Fecund Woody Allen rarely lets a year go by without offering another glimpse into his world of New York angst and irony–the classic clown whose giddy surface of laughter expresses a disillusioned view of a world that never measures up. With his now familiar opening titles of simple white lettering on a black background and his favored music (Dixieland or Billie Holiday–American jazz standards), Allen sets an upbeat mood as he settles into a new set of variations on his old themes. It’s a chancy strategy, one that seems to have limited new creativity or growth in this old master. He runs the risk of his films becoming what a line in Anything Else describes as "a giant ‘so what’?"

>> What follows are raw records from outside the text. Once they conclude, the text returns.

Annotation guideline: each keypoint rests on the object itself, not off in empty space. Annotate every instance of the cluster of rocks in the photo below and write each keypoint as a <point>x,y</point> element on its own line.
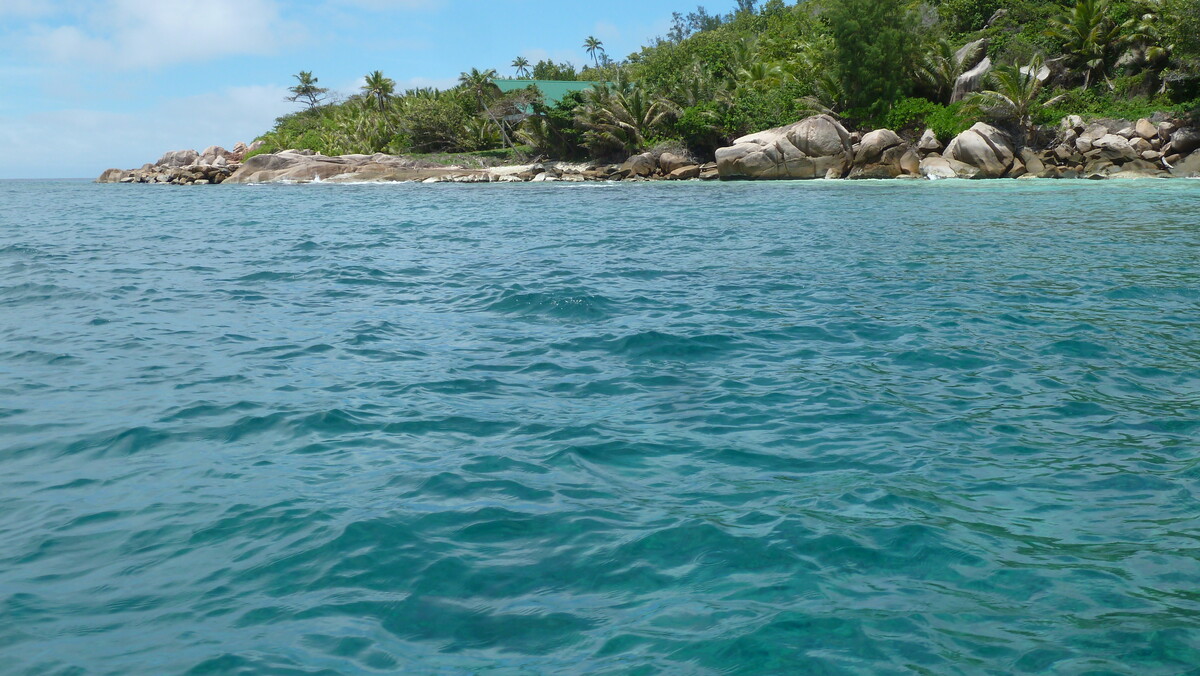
<point>214,165</point>
<point>819,147</point>
<point>815,148</point>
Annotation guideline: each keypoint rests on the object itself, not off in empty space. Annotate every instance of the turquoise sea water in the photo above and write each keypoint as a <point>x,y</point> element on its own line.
<point>814,428</point>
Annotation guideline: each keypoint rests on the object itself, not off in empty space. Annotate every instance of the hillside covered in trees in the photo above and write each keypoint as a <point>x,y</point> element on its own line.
<point>895,64</point>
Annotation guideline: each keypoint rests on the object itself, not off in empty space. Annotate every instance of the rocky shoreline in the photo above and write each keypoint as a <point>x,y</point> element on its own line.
<point>815,148</point>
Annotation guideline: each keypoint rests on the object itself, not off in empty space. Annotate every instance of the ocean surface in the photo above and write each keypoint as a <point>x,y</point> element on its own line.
<point>795,428</point>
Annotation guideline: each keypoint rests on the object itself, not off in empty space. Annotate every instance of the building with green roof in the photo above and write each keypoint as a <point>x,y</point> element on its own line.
<point>552,90</point>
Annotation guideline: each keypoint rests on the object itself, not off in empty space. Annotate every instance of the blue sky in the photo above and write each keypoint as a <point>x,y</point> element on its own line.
<point>90,84</point>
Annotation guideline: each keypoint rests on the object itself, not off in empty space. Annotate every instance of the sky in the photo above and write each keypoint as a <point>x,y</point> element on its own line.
<point>91,84</point>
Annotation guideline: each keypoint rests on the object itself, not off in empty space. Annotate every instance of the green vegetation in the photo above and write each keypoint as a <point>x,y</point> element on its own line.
<point>717,77</point>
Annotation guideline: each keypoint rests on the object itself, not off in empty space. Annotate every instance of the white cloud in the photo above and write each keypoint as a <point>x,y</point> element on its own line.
<point>25,9</point>
<point>83,143</point>
<point>133,34</point>
<point>606,31</point>
<point>384,5</point>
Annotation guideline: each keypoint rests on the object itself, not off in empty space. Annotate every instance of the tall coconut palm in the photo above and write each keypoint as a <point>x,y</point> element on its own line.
<point>306,90</point>
<point>593,47</point>
<point>1014,94</point>
<point>761,73</point>
<point>379,89</point>
<point>522,65</point>
<point>1089,37</point>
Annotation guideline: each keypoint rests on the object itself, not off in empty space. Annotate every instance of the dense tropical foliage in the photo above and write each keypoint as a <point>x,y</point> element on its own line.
<point>714,77</point>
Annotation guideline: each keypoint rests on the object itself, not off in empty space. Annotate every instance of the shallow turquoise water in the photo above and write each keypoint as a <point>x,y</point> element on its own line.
<point>825,428</point>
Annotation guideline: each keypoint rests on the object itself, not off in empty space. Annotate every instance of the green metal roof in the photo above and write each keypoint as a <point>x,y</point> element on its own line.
<point>552,90</point>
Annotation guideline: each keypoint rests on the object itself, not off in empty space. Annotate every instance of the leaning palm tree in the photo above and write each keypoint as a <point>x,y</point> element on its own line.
<point>379,89</point>
<point>481,85</point>
<point>522,65</point>
<point>1014,94</point>
<point>623,117</point>
<point>1146,39</point>
<point>1087,35</point>
<point>593,47</point>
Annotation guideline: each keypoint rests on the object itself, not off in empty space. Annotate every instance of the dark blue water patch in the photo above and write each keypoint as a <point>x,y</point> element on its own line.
<point>883,428</point>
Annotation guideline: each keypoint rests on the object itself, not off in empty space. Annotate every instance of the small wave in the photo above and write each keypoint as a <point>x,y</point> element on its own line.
<point>561,304</point>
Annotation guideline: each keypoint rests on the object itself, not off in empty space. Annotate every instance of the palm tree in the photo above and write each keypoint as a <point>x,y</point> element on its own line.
<point>623,115</point>
<point>379,89</point>
<point>593,46</point>
<point>1145,36</point>
<point>481,85</point>
<point>1015,90</point>
<point>306,89</point>
<point>522,65</point>
<point>941,67</point>
<point>762,73</point>
<point>1089,36</point>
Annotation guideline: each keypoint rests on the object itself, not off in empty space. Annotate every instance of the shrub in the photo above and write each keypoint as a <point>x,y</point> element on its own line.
<point>916,114</point>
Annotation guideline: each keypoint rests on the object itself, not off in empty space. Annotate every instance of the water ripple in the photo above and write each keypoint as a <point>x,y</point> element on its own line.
<point>882,428</point>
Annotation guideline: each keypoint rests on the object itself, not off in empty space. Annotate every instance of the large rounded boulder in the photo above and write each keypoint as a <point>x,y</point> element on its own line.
<point>882,155</point>
<point>983,147</point>
<point>813,148</point>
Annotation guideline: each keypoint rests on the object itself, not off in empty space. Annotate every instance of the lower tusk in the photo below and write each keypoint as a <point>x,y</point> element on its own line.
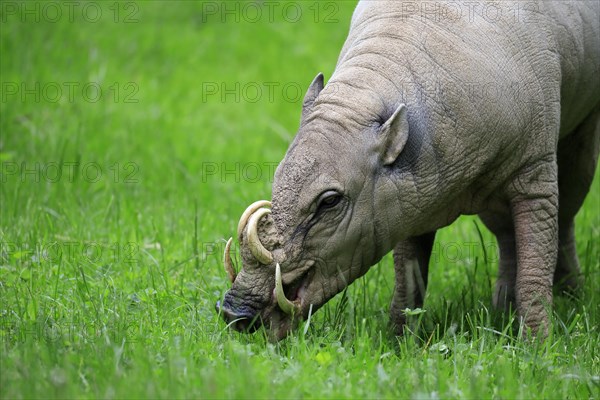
<point>286,306</point>
<point>251,209</point>
<point>256,248</point>
<point>229,268</point>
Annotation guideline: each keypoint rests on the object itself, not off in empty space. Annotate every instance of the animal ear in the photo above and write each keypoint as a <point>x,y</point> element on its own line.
<point>393,135</point>
<point>311,95</point>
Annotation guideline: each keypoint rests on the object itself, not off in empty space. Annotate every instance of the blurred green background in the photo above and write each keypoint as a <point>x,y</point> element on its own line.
<point>133,135</point>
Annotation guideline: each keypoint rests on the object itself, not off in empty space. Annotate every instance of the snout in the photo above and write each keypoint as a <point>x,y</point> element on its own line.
<point>240,321</point>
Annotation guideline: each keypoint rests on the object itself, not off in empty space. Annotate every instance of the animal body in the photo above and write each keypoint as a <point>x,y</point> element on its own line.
<point>424,119</point>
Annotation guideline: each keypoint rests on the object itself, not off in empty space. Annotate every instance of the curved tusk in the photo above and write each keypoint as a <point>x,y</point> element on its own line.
<point>256,248</point>
<point>229,267</point>
<point>251,209</point>
<point>286,306</point>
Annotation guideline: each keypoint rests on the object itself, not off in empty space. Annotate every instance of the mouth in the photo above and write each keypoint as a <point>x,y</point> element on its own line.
<point>294,292</point>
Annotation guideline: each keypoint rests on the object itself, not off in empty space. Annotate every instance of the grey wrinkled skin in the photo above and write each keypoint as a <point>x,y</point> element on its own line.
<point>405,136</point>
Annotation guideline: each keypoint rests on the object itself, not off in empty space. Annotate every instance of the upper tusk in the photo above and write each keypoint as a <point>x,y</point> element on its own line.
<point>251,209</point>
<point>229,267</point>
<point>256,248</point>
<point>286,306</point>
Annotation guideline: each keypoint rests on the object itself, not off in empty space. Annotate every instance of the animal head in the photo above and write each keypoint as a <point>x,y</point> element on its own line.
<point>330,218</point>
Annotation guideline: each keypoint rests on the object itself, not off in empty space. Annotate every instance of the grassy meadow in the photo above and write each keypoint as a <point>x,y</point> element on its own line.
<point>133,135</point>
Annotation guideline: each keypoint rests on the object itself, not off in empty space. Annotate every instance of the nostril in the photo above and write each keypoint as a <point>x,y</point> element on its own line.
<point>239,322</point>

Finally, at nearly 70, acknowledging he should no longer play romantic leads, Allen uses Jerry Falk (Jason Biggs) as his alter ego here. Falk is a young writer, making a living writing comedy, but working on the Great American Novel–naturally it’s about "a godless world, an empty universe, and human suffering." Allen stays in the picture, casting himself as Falk’s friend and mentor, David Dobel, a high scool teacher who writes comedy as a sideline.

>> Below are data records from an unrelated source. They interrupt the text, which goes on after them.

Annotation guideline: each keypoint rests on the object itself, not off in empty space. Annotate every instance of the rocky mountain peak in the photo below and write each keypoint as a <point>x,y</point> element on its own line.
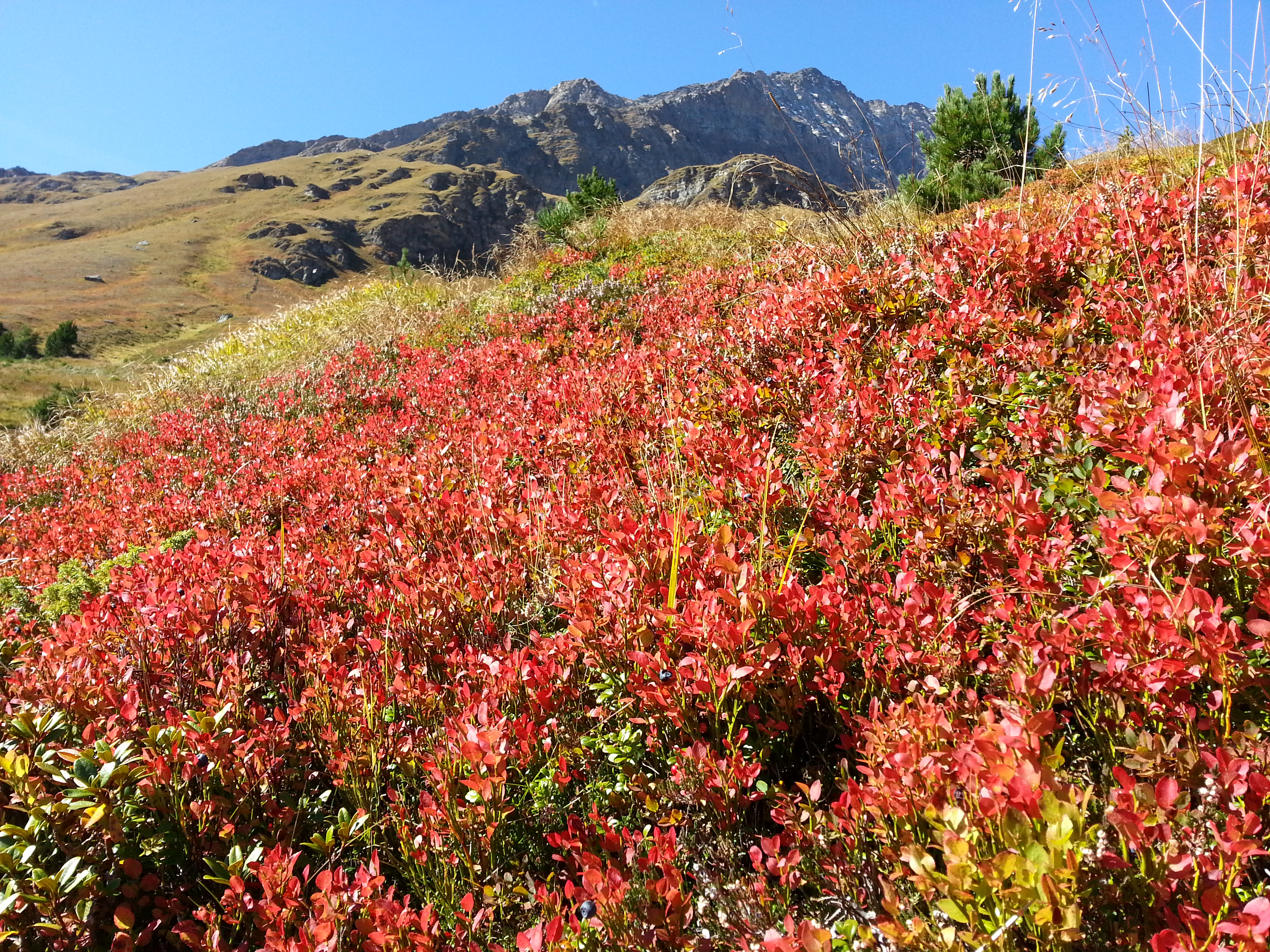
<point>851,143</point>
<point>583,91</point>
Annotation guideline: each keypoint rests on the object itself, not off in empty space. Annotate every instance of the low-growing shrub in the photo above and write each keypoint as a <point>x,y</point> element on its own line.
<point>781,605</point>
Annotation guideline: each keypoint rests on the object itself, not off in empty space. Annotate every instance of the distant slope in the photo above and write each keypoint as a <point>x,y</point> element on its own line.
<point>550,136</point>
<point>178,254</point>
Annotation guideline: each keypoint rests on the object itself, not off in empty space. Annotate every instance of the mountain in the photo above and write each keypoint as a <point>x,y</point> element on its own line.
<point>552,136</point>
<point>150,264</point>
<point>152,268</point>
<point>21,186</point>
<point>745,182</point>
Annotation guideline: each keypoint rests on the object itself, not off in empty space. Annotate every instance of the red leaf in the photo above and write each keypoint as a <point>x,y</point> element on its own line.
<point>530,941</point>
<point>1166,793</point>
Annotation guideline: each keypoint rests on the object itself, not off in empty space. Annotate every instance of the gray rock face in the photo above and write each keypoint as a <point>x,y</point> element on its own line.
<point>272,150</point>
<point>553,136</point>
<point>257,179</point>
<point>25,187</point>
<point>746,182</point>
<point>458,221</point>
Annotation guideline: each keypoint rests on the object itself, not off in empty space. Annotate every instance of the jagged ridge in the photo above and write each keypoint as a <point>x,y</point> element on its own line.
<point>550,136</point>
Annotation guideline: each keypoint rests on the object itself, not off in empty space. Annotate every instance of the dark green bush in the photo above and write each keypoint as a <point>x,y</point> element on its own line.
<point>63,341</point>
<point>593,196</point>
<point>978,145</point>
<point>23,343</point>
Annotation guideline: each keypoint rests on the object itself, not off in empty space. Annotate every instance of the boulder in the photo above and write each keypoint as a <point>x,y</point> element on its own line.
<point>270,268</point>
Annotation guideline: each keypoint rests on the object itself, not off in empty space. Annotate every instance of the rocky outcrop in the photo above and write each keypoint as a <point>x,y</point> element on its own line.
<point>25,187</point>
<point>553,136</point>
<point>458,220</point>
<point>746,182</point>
<point>257,179</point>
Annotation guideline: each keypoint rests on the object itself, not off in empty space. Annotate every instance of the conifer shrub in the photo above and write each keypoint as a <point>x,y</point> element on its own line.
<point>978,146</point>
<point>63,341</point>
<point>595,196</point>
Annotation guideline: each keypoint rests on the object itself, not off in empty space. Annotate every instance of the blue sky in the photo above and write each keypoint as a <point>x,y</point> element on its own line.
<point>130,86</point>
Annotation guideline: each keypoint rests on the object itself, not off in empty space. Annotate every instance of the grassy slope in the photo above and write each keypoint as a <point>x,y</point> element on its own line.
<point>167,296</point>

Anything Else has the broad sweep of a (slightly delayed) coming-of-age film, with the naive Falk slowly realizing (with Dobel’s help) how he let’s himself be used and manipulated by the people in his life. His girlfriend and flatmate, Amanda (Christina Ricci), is an immature nymphet, utterly self-absorbed, selfish and inconsiderate. Amanda’s mother, Paula (Stockard Channing), is the perfect mother to explain her obnoxious daughter, with the same traits, albeit without the eating disorders. She’s intrusive, assertive, and living somewhere outside of reality.

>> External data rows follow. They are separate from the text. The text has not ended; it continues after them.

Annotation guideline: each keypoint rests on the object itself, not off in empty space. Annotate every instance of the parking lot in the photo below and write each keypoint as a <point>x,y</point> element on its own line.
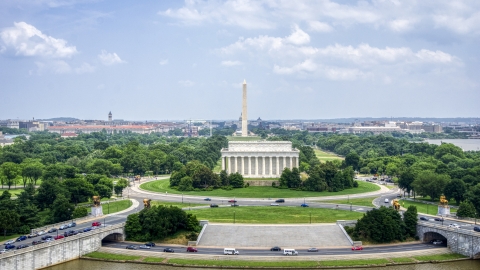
<point>253,235</point>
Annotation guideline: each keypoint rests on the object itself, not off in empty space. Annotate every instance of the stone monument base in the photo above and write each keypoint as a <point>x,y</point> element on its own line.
<point>443,210</point>
<point>97,211</point>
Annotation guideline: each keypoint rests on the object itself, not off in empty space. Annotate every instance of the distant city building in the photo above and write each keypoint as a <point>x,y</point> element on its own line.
<point>4,141</point>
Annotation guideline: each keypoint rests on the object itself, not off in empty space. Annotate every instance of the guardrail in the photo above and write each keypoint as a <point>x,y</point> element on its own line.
<point>60,241</point>
<point>76,220</point>
<point>447,228</point>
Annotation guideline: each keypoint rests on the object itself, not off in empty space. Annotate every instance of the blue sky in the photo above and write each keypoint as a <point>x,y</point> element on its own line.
<point>175,60</point>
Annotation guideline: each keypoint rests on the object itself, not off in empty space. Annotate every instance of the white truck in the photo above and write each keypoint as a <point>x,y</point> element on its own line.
<point>230,251</point>
<point>290,251</point>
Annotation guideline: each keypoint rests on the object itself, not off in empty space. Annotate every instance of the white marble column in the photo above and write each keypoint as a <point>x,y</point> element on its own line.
<point>278,166</point>
<point>270,171</point>
<point>263,166</point>
<point>242,172</point>
<point>229,165</point>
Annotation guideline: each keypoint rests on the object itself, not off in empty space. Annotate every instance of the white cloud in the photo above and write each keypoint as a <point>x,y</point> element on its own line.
<point>85,68</point>
<point>231,63</point>
<point>110,58</point>
<point>298,37</point>
<point>186,83</point>
<point>26,40</point>
<point>317,26</point>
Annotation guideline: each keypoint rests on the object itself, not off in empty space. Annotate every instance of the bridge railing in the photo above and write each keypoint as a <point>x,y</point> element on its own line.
<point>446,228</point>
<point>60,241</point>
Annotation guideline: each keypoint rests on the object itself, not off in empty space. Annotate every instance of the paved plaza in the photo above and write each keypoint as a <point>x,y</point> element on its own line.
<point>266,236</point>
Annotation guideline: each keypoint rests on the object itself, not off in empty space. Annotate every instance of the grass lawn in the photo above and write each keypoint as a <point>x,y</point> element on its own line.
<point>180,205</point>
<point>440,257</point>
<point>423,207</point>
<point>401,260</point>
<point>273,214</point>
<point>324,156</point>
<point>238,138</point>
<point>357,201</point>
<point>110,256</point>
<point>162,186</point>
<point>117,206</point>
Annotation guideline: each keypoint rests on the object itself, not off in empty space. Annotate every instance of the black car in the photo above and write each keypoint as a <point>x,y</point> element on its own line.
<point>45,237</point>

Falk’s agent, Harvey (Danny DeVito) milks Falk for far more than standard commissions and repeatedly uses the same tired sales pitches (funny the first time). And Falk’s analyst sits in his chair, stone-faced as he listens to Falk’s quandaries, never once offering anything but the vapidities of non-directive therapy, answering questions with "How do you feel about that?" Allen’s hostility to shrinks is palpable throughout.
There’s a goodly helping of Allen’s zingers throughout the movie, although some might find that there aren’t quite enough to keep the 108 minute running time sufficiently lively. Jerry is a likable character, but he’s placed in the position of straight-man in the center of the action. It’s hard to believe this character writes comedy. Biggs is a charmer and has Allen’s intonations and cadences down to a tee.
On the other hand, Ricci’s character is drawn so unpleasantly that it’s hard to see why Jerry puts up with her manipulative behaviors and sexual withholding. Ricci has an awful lot of time on screen and mostly induces a desire to slap her face. Unfortunately, nobody does. The character unbalances the film, weighs down its humor, and makes it seem a lot longer than it is. It’s hard to say how much of the responsibility to pin on the writing, the direction, or her acting.
But Allen gives himself enough time on screen to make the Dobel character fun and quirky and, at least for his fans, there’s plenty of Allen-schtick to enjoy. "I feel like committing suicide, but I’ve got so many problems, that wouldn’t solve them all," couldn’t be anything but an Allen line. He makes direct observations ("Shrinks can’t help you. Life is what it is." and "Work gives the illusion of meaning. Sex gives the illusion of continuity.") that fly by almost too quickly. He provides a line to Biggs like, "There was something compelling in your apathy," that is pointed and very funny at the same time. And Dobel, as he teaches Jerry to take charge, himself demonstrates in a funny sequence that taking charge is sometimes an inappropriate and counter-productive strategy.